GRS 8PT-8 8″ Pro Woofer Review

GRS 8PT-8 Review

This 8″ GRS 8PT-8 is a budget woofer meant for pro use. As such, it is reviewed with this context in mind. Presently, she’s is loaded onto a 24 liters bass reflex but works equally well in a sealed box.

Fig 1 – GRS 8PT-8 Closed Box

Fig 1 is the Sealed Box modelling of the GRS 8PT-8. With a volume of 24 liters, the F3 is about 90Hz which is ideal for voice reinforcement. For music, a bass reflex can be used.

Fig 2 – GRS 8PT-8 Bass Reflex

Fig 2 is the box simulation of a 24 liters bass reflex GRS 8PT-8. In this version, the -3dB bass is at 55Hz. This is sufficient for most music. 

With this woofer, one can build a bass reflex box first. When voice reinforcement is needed, simply cover the port or stuff it with some cloth. This will convert the bass reflex to a closed box.

Fig 3 – GRS 8PT-8 RAW Frequency Response (no smoothing applied)

The Frequency Response of the GRS 8PT-8 is in Fig 3. This is with her mounted onto a 24 liters bass reflex tuned to 54Hz (Fig 2).

She does extend to 8kHz but the treble is pretty jagged. Good for a guitar speaker as the distortion will add some zing to the strings. Another use is for public announcements. 

Fig 4 – Dayton PA200-8 RAW Frequency Response (no smoothing applied)

For comparison, Fig 4 is the response of the Dayton PA200-8. Strangely, common to both woofers is the bump from 500Hz ~1kHz. It would have been perfect if it’s flat. Above 1kHz, the PA200-8 is flat to 3kHz after that, the breakup occurs. 

Due to the flatness from 1kHz to 3kHz, the PA200-8 can actually be used for HiFi but the bump from 500Hz ~1kHz must be flattened. When I auditioned her, I picked up the bump. It is particularly annoying in male vocals.

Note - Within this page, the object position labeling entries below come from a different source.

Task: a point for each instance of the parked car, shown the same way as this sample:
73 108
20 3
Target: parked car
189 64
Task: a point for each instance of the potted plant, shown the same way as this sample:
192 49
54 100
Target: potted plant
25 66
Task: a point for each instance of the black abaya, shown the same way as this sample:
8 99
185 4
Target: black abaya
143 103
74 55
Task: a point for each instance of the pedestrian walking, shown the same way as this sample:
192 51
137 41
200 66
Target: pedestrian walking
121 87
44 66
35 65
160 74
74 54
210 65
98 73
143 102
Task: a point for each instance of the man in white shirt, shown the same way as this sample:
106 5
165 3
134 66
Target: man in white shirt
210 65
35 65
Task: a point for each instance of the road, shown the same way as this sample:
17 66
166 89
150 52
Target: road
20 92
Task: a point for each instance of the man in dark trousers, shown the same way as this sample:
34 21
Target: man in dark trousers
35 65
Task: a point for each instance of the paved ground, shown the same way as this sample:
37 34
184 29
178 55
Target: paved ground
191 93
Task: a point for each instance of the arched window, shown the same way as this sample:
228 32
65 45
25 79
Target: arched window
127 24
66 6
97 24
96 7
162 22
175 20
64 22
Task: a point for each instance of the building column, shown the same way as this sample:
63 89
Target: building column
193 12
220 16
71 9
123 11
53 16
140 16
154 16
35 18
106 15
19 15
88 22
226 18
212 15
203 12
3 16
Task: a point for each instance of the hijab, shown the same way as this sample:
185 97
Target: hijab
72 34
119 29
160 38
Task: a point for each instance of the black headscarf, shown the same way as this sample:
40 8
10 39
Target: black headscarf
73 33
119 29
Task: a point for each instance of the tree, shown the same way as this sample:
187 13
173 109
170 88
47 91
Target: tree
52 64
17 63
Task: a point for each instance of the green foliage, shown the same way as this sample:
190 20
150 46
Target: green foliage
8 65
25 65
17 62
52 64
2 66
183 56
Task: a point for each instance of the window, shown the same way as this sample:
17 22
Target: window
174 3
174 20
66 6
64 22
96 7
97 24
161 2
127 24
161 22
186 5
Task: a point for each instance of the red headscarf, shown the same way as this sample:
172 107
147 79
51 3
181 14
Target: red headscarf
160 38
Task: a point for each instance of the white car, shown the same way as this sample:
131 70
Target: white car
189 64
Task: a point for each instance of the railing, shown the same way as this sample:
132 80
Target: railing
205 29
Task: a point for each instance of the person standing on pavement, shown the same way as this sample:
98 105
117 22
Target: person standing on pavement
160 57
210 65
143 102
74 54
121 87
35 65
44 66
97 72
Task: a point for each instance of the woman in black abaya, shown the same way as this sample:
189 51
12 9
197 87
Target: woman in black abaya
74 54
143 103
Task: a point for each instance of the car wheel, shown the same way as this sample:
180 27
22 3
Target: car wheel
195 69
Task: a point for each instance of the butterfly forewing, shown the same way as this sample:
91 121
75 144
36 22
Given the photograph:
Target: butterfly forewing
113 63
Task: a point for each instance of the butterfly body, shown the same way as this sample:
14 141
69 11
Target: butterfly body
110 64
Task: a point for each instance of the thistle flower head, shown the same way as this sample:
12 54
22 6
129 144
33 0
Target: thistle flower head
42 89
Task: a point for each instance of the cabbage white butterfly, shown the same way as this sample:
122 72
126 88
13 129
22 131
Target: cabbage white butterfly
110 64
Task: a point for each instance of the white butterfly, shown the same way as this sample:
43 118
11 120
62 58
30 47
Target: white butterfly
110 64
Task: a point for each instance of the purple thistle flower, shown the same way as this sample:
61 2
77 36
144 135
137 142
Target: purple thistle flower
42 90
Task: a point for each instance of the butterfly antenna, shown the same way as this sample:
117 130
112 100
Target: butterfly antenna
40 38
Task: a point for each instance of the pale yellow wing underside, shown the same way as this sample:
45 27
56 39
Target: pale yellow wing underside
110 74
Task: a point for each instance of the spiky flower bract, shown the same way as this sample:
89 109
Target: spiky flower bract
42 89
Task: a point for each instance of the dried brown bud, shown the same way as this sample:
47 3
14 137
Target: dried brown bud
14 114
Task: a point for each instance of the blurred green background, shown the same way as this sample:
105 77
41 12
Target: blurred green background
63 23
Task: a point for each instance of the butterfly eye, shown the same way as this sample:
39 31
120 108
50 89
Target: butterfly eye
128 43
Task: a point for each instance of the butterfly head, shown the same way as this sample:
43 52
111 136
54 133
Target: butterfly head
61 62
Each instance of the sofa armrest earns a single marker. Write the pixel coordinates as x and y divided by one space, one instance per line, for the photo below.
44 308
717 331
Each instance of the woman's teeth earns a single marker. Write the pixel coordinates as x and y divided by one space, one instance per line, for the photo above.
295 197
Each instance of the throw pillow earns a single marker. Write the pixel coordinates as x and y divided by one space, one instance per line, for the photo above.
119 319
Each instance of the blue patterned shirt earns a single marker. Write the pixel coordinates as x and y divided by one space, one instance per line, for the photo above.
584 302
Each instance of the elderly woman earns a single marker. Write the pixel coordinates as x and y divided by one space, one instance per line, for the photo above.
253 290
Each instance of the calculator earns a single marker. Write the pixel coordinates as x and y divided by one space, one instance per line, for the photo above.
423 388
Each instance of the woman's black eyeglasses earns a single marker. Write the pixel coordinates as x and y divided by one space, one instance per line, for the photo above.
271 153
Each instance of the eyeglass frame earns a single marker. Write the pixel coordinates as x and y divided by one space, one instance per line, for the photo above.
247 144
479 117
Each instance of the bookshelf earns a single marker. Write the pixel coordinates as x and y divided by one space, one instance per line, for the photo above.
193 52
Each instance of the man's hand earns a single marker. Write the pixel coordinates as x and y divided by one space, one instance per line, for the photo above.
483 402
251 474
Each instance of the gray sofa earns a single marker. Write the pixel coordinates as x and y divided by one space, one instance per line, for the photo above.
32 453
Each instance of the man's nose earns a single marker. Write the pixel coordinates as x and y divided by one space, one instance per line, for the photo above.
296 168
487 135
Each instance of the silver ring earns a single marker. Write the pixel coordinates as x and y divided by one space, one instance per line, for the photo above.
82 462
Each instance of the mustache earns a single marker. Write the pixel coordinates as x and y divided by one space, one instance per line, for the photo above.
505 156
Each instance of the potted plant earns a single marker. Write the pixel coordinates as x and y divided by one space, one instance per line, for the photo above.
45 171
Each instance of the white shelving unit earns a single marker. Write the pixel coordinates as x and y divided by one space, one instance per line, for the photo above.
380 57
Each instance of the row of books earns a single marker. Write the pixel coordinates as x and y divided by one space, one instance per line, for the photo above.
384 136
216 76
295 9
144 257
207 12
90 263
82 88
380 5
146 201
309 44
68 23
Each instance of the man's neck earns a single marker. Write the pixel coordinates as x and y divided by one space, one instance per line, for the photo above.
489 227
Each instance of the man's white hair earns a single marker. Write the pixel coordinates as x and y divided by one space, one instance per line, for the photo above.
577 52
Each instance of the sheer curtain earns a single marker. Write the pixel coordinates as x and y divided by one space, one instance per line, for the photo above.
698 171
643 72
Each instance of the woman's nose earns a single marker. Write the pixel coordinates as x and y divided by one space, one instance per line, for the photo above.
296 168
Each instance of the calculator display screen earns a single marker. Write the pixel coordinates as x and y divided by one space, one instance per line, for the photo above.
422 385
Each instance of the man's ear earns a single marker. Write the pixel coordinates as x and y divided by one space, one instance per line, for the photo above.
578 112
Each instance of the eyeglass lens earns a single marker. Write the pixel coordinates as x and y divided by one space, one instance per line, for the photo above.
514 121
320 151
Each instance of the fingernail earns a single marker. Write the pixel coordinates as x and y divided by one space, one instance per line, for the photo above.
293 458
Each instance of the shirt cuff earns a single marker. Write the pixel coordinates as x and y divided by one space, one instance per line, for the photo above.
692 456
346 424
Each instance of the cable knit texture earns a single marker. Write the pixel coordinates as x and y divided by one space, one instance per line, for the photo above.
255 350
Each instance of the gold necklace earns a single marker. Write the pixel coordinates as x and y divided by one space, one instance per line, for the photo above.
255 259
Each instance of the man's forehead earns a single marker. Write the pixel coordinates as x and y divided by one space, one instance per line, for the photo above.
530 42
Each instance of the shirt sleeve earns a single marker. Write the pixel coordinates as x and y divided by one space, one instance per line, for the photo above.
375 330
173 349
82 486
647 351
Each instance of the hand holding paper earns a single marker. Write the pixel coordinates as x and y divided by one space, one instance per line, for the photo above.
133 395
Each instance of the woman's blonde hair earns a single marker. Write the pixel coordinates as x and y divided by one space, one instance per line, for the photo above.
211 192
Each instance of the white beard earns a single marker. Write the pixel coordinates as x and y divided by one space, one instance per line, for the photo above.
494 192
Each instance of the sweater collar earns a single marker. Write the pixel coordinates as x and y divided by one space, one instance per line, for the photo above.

With the bump taken care of, a tweeter or a compression driver can be crossed as high as 3kHz. Personally, that’s too high for my taste. I prefer to cross at 2kHz~2.2kHz.

Fig 5 – GRS 8PT-8 ToneBurst Energy Storage

I included this plot to show how much excess energy is generated when the 8PT-8 is used as a Full Range woofer. This is not desirable in HiFi but is wonderful for a guitar speaker. If it is to be used in a 2-way, that is with a compression driver, one probably needs to use an EQ. It should not be an issue because it’s kind of standard to have a 31-band EQ in the setup.

Apart from PA, the 8PT-8 is suitable for bass duty in a 3-way HiFi system. Crossing at about 200Hz is about right.

If a 2-way is preferred, one can use a 3″~4″ wide band or full range woofer for the mids and highs. The 3″ Fountek FE85 is the ideal woofer. She has an incredible flat response and extends all the way to 20kHz. With this combination, you can get pretty decent music without costing too much.